Ghoulish blue figures reach skyward towards an elusive red spiral in an abstract rendering of Gaza life hung in the ruins of a cultural center bombed and torched during the Israeli offensive.
The paintings hang in the scorched depths of the Red Crescent cultural center in Gaza City, which was destroyed at the height of the 22-day war.
They are the work of Nida Badwan, an arts student who used to volunteer there.
I wanted to exhibit them here because the building itself speaks, Badwan says. It tells the story of the paintings, and it speaks louder than they do.
Israel s onslaught – aimed at halting rocket fire from the Hamas-run enclave – killed an estimated 1,330 Palestinians and left behind vast fields of rubble, shattered homes and burned-out buildings.
The red and blue paintings hang on a charred black wall, and the handful of visitors follows a trail shoveled through a drift of broken glass and concrete.

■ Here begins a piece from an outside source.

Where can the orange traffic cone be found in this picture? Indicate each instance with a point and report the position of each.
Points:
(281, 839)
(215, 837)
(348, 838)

For Badwan, the exhibition is a quiet act of defiance.
This was a cultural center. It had nothing to do with politics or fighting, she says, gesturing towards a collapsed and blackened auditorium.
It was a place for music, for poetry, for theater. It should have been sacred. And it will come back. Even if they destroy it four or five more times, we will bring it back.

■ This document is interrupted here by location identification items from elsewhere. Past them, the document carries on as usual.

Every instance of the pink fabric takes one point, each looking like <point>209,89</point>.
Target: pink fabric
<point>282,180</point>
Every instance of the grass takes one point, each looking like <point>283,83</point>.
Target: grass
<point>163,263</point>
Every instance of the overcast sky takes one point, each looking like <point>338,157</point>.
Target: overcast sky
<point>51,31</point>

Badwan spent the war in the relative safety of central Gaza, but she could hear the shelling and the Israeli jets flying low overhead by day and night.
Her paintings created both before and during the fighting, reflect not only the Gaza war, but also the 60-year-old Palestinian struggle against Israel.
The color blue reminds me of UNRWA, she says, referring to the UN agency for Palestinian refugees. It s the color of the refugees. My family and I are refugees, so I am always conscious of that.
Like most of Gaza s 1.5 million residents, Badwan is descended from Palestinians who fled there from what is now southern Israel during the 1948 war that followed the creation of the Jewish state.
The blockade is a slow death
Most of the more than one million registered refugees in Gaza rely on the food aid and basic services provided by UNRWA – which often paints its compounds, schools and distribution centers the blue and white of its logo.
In one painting, pages from UN brochures with pictures of smiling Gaza children float on red paint splashed across the canvas. Another has a swirl of vaguely human forms overlaid with crude suture-like cross-strokes.
The shadowy figures evoke the refugees from 1948, but also the people who took shelter in Al-Quds hospital next door to the center when they fled the surrounding Tel Al-Hawa neighborhood ahead of advancing Israeli forces.
On January 15 Israeli tanks roared into the streets as snipers took up positions on the many tall residential buildings surrounding the city center.
The neighborhood erupted with a deafening hail of gunfire and explosions as hospital workers and foreign doctors huddled with the displaced inside the hospital complex.
Hospital officials and other witnesses said Israeli forces bombarded the district with white phosphorus, setting several buildings on fire – including the hospital – and forcing everyone inside to flee into the night.
In a scene of panic medics and hospital workers wheeled patients on stretchers and babies in incubators out into the flame-lit streets as gunfire echoed off the walls.
Saib Kullap, a 24-year-old hospital worker who helped people escape, said the scene reminded him of the movie Titanic.
It was like the entire neighborhood was about to sink beneath the flames.
Rights groups have accused Israel of illegally using white phosphorus in heavily populated civilian areas. Israel has said all the munitions it used during the Gaza war are permitted under international law.
The fighting in the enclave came to an end when Israel and Hamas declared unilateral ceasefires last month, but Gaza remains under an Israeli blockade that seals it off from all but basic humanitarian aid.
Palestinian militants have continued firing rockets and Israel has retaliated with air strikes after threatening a disproportionate response.
Standing in the now-quiet ruins of the Red Crescent, Badwan feels her work spans the period before the war and the uneasy calm that has followed it.
There is no difference between the blockade and war, she says. The blockade is a slow death and war is a fast one.